Chronic ocular allergic diseases such as vernal keratoconjunctivitis (VKC) and atopic keratoconjunctivitis (AKC) are accompanied by serious comorbidities; however, the underlying pathogenesis remains obscure. Furthermore, diagnosing conjunctival lesions in patients with atopic dermatitis and estimating the severity in AKC are important for the treatment of ocular allergic diseases.

We addressed whether periostin, a novel mediator and biomarker in allergic inflammation, is involved in the pathogenesis of ocular allergic diseases and whether periostin can be a biomarker for these diseases.
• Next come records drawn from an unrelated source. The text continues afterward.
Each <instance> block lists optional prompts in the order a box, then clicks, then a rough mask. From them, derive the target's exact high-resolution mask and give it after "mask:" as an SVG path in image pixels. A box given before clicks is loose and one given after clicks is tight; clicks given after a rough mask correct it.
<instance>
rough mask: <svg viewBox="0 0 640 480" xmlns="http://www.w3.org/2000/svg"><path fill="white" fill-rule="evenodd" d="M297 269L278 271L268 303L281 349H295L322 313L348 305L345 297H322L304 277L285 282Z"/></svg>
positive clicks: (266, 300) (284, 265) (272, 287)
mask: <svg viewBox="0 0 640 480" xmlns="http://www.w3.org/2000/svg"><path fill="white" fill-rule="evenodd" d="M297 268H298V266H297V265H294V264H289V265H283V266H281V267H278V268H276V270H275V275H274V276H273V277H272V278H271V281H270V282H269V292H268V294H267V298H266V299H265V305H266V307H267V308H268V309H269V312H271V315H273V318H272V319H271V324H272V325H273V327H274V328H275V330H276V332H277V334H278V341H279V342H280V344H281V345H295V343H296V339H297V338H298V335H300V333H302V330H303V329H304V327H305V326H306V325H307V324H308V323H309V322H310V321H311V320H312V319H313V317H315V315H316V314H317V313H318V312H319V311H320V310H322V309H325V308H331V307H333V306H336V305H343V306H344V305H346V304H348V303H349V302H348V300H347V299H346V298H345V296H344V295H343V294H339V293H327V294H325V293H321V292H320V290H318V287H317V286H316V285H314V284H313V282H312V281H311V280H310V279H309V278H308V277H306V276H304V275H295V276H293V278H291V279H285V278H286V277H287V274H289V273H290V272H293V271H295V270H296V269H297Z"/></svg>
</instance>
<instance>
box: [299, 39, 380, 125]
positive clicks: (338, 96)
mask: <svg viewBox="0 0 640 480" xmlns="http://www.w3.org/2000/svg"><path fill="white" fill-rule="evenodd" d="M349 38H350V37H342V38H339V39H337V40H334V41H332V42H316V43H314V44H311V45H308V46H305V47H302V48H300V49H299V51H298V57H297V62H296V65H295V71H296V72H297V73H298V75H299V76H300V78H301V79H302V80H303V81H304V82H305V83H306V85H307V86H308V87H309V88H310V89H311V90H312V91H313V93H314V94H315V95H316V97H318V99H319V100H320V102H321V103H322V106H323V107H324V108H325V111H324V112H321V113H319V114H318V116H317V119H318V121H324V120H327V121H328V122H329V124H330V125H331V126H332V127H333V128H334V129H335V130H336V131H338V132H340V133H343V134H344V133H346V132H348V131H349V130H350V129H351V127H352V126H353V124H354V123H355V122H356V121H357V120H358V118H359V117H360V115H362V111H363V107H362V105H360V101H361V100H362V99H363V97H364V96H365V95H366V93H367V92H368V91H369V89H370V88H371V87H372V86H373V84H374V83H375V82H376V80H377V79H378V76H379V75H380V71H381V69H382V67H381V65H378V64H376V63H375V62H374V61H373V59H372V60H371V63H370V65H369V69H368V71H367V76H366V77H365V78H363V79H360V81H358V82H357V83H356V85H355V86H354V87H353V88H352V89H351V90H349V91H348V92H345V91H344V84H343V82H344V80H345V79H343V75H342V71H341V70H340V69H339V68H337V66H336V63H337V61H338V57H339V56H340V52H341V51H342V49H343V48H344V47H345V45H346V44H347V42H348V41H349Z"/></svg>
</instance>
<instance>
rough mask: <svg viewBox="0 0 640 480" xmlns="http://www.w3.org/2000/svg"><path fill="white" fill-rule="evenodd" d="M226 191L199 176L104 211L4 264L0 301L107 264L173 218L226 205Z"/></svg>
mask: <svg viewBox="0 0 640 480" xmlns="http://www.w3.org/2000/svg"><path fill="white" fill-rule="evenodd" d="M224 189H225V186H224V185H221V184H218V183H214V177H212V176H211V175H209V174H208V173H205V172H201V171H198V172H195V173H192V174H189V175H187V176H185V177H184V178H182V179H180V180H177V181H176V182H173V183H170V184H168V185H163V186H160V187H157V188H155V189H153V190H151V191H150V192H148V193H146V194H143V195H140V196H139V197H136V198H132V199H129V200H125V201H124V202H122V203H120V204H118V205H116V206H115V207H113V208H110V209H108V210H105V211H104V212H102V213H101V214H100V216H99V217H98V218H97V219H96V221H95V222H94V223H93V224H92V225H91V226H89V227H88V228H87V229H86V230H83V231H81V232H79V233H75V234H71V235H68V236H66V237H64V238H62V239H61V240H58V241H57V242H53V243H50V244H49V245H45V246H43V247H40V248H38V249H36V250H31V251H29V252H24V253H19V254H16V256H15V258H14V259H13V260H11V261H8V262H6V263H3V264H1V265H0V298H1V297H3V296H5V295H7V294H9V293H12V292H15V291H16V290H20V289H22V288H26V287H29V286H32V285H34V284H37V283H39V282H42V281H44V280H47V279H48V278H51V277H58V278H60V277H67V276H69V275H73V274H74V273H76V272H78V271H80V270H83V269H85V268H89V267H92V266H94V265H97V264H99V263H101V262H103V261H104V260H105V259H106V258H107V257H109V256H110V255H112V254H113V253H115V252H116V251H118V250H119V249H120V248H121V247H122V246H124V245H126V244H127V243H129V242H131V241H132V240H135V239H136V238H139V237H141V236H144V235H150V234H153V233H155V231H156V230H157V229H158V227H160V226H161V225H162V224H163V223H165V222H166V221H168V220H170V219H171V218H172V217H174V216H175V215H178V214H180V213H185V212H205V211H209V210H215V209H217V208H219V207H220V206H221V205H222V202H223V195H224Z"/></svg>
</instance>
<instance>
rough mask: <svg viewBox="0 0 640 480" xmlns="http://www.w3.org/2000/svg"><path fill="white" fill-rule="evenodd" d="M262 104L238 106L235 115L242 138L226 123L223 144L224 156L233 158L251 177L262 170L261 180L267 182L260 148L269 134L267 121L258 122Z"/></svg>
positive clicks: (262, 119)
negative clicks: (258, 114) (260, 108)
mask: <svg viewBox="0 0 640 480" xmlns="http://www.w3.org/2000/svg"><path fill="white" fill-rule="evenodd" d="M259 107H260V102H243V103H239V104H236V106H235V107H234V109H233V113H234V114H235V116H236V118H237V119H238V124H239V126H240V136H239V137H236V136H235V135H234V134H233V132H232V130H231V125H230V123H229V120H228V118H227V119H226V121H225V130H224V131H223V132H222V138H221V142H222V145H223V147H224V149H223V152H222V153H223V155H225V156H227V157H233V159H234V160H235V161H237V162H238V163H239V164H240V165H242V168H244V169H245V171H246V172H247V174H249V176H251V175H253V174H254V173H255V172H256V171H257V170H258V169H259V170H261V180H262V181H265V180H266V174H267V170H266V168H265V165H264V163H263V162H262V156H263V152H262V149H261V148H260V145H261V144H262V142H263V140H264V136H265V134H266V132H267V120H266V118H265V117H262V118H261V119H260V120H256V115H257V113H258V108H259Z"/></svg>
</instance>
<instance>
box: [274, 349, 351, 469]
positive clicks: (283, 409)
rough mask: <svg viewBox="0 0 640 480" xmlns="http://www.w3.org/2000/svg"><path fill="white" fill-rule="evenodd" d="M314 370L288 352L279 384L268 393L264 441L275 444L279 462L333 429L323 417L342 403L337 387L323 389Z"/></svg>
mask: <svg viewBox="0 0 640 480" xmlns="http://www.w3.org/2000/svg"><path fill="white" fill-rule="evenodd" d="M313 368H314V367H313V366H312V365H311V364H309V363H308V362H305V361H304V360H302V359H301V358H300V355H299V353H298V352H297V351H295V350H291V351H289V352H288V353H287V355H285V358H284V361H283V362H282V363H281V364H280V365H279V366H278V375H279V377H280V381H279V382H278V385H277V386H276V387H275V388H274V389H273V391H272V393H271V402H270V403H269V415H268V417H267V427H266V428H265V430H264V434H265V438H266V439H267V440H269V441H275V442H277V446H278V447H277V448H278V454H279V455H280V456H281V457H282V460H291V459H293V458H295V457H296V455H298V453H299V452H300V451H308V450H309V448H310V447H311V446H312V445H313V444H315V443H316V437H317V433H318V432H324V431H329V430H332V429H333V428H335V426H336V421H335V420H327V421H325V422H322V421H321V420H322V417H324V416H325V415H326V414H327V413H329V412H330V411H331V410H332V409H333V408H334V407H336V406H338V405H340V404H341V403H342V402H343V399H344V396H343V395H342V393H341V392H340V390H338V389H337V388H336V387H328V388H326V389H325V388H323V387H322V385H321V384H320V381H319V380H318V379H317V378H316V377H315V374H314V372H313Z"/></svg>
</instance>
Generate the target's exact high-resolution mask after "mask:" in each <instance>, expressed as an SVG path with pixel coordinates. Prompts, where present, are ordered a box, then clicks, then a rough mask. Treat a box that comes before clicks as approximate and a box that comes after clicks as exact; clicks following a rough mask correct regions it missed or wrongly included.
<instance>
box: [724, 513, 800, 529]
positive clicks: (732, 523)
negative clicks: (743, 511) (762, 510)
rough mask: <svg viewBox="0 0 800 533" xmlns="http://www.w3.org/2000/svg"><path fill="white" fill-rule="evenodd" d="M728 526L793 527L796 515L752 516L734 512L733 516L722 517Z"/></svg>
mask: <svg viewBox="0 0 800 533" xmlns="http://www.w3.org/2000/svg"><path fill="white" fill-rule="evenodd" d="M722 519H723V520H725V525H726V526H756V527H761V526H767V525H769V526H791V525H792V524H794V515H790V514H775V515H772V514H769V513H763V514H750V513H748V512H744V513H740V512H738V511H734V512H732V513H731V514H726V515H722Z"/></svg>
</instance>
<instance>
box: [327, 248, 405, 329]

We investigated tear periostin in patients with seasonal allergic conjunctivitis (SAC), VKC, and AKC and allergic patients without conjunctivitis and compared it with tear IL-13 and serum periostin. Furthermore, in patients with AKC, we measured tear periostin before and after topical treatment with tacrolimus.

Tears from patients with ocular allergic disease showed significantly high periostin levels than did tears from allergic patients without conjunctivitis and from patients with AKC, VKC, and SAC in descending order. Tear periostin was associated with serious comorbidities such as large papilla formation and corneal damage in AKC, although both tear IL-13 and serum periostin had little to no such abilities. Furthermore, after topical tacrolimus treatment, tear periostin tended to decrease in most patients with AKC along with their clinical improvement.

Periostin produced in conjunctival tissues stimulated by IL-13 may contribute to the pathogenesis of ocular allergic diseases. Furthermore, tear periostin can be potentially applied as a biomarker to diagnose conjunctivitis in allergic patients and to evaluate disease severity as well as the efficacy of treatments in AKC.